Nouvelle intervention de Bruce, qui présente “Phantom Of The Opera” : “quiconque aime Iron Maiden, est fan de cette chanson-là. Celui qui n’aime pas cette chanson n’est pas un vrai fan d’Iron Maiden et n’a qu’à partir d’ici et fuck off and die!!”. Un moment d’émotion à l’écoute de cette compo splendide qui n’a pas été jouée depuis fort longtemps déjà. Le pit continu à subir le slam de poivrots déjà bien imbibés. Petite coupure amusante et pas amusante à la fois dans le concert de Maiden : un spectateur devenu agressif et viré de la fosse par les mecs de la “patrol” ne savait plus ce qu’il faisait, courrait et tentait d’échapper aux gorilles de la sécurité et de revenir dans la fosse. Malheureusement pour lui, 6 des 12 gorilles du stade se sont jetés sur lui pour le maitriser. Un bien bel exemple de délirium tremens et de la jeunesse métalleuse décadente…Mais, le concert continu avec les morceaux “The Number of the Beast”, “Hallowed Be Thy Name” et “Iron Maiden” qui clôt la soirée. Salut du groupe, baguettes jetées par Nicko et un “Bonne nuit Paris!!!” tonitruant de la part de l’espiégle vocaliste. Les spotlights s’éteignent pour laisser place au silence. Mais, le public, pas encore rassasié hurle comme un seul homme : “Maiden!!! Maiden!!! Maiden!!!”, désireux d’entendre encore quelques titres fabuleux de 80/83. Alors, les lumières se rallument et le groupe arrive à nouveau sur scéne pour jouer leur tout premier hymne, le trés groovy “Running Free“. Bruce s’emmêle les pinceaux et parle de “Drifter” pour désigner “RF”. Pour ne pas paraître con aux yeux de l’assemblé des maidonians, il rajoute rapidement qu’il s’agissait d’une blague, bien que je n’y crois pas beaucoup et que je préfére y voir en ce lapsus, un début d’Alzheimer

“Drifter” vient aprés, comme pour excuser le chanteur de cette faute pardonnable. Enfin, et dernier hit de cette soirée, “Sanctuary“, vient définitiment clore cette drôle de soirée, ni trés agréable ni catastrophique, juste malchanceuse pour moi (pourquoi toujours moi qui trinque????? ). En guise d’outro, comme d’habitude, nous avons droit à “Always Look On The Bright Side Of Life” des Monthy Pythons, qui nous indique qu’il est finalement temps de quitter le Parc des Princes pour nos chers lits douillets…

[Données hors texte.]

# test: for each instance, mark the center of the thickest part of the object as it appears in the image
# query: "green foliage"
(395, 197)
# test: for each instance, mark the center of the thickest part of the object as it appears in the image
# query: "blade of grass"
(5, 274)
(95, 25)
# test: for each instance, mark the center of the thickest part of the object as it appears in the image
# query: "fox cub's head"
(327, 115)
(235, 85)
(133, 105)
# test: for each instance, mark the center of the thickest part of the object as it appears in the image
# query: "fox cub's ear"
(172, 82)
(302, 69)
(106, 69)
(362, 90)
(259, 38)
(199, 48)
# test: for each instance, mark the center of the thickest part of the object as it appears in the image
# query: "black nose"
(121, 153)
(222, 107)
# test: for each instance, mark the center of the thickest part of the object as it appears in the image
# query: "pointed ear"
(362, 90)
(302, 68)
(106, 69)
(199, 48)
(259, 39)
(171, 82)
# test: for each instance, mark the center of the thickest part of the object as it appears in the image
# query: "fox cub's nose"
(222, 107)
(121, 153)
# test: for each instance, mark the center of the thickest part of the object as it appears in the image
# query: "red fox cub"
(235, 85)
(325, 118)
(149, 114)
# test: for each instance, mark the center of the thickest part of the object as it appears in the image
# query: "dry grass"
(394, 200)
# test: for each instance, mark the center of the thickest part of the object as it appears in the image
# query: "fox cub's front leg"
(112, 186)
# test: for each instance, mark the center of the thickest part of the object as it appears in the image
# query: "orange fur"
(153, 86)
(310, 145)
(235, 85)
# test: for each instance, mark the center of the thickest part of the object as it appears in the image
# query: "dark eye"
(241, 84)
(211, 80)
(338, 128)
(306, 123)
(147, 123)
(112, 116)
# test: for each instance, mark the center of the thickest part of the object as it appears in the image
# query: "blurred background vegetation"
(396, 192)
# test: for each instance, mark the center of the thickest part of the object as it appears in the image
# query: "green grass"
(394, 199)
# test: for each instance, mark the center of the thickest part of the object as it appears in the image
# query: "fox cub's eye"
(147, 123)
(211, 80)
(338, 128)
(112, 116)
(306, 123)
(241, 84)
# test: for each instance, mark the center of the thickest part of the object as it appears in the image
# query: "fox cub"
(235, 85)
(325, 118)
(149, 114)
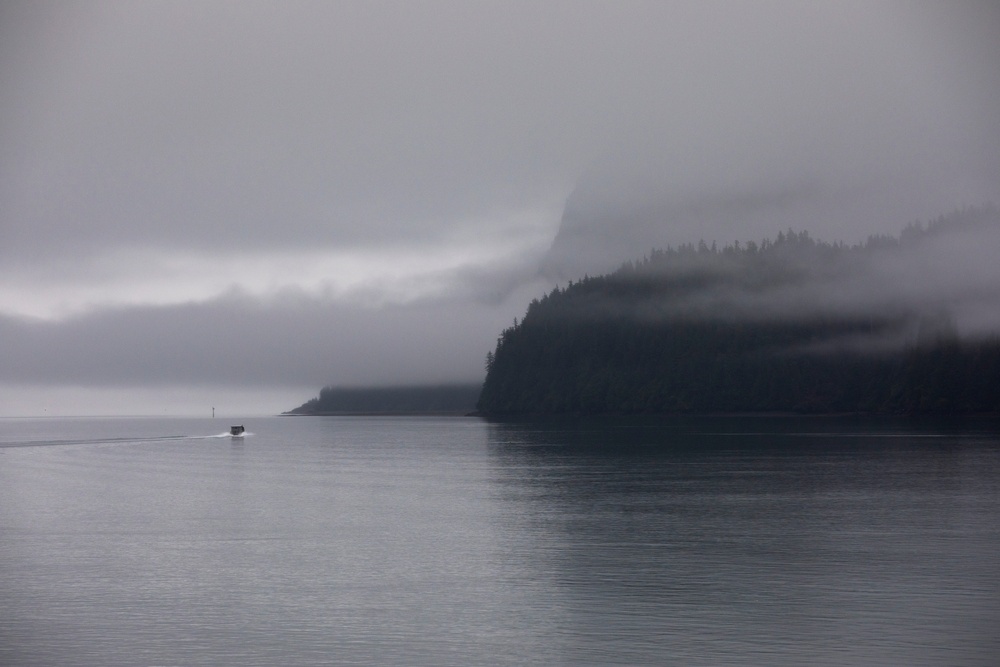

En conclusion, on a bien senti Maiden dans une moindre forme et pas trés imaginatifs au niveau de la mise en scéne et des pyrotechnies, peut-être plus préoccupés par ce qu’ils auront gagné comme argent ce soir-là, que par les fans, qui repartiront un peu déçus. Un concert mi-figue mi-raisin qui ne restera pas dans les mémoires et qui fût, finalement, plus mercantile et vénal qu’artistique et relaxatoire…

Rendez-vous l’an prochain à Bercy deux jours d’affilées avec un nouvel album, comme Bruce nous l’a promis!

P.S. : le concert fût incomplet car 2 morceaux manquaient à la setlist du PdP : “Another Life” et “Charlotte the Harlot”.

Mention spéciale à Within Temptation qui était le meilleur groupe de la soirée, qui avait le meilleur son et plus de punch et de vie que les deux autres combos.

Maiden est mort, Vive WT!!!!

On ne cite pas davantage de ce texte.